Unlike RLE compression, which has a number of differing means of compressing bytes, the format for RLEW is almost universally the same. A flag, almost always $FEFE is followed by two words, the number of times to repeat the next word, and the word to be repeated. Any non-flag words are copied as is.
Thus unlike RLE, which is usually limited to repeat counts of 128, RLEW repeat counts are almost unlimited. It is also usually very easy to 'minimally compress' data in this manner by simply copying everything except values of $FEFE which must become $FEFE $0001 $FEFE to avoid being mistaken for flags.
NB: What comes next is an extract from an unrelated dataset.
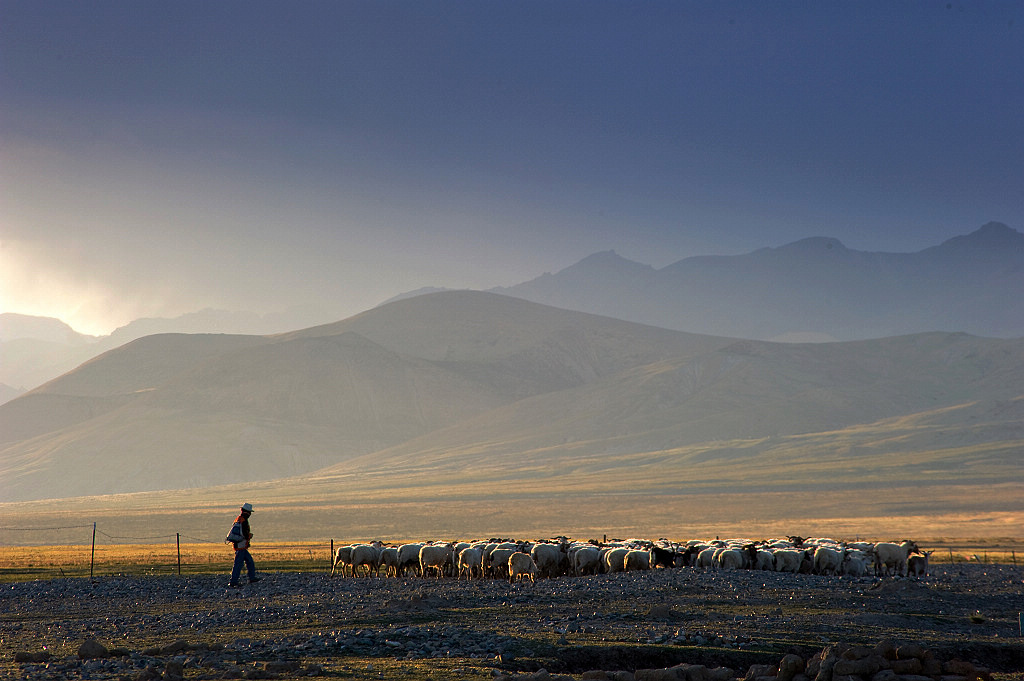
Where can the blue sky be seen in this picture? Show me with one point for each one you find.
(161, 158)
Data is usually read from the start of a file to the end, but many implementations have the size of the decompressed data at the file start as either a check or a means of stopping decompression/
A simple algorithm for decompressing this format is as follows;
1.) If implemented, get the first dword in the file, [Final Length] 2.) If [Length of data so far] < [Final Length] then: 3.) Get a word 2.) Is this word $FEFE? -> If yes; Get the next two words (Word1 and Word2) Copy Word2 [Word1] times Move forward three words and got to 2.) -> If no; Copy the word Move forward a word and go to 2.)
This is almost exactly the same as RLEW compression. The only difference is that it operates on bytes instead of words. The flag value for this compression is $FE in most cases.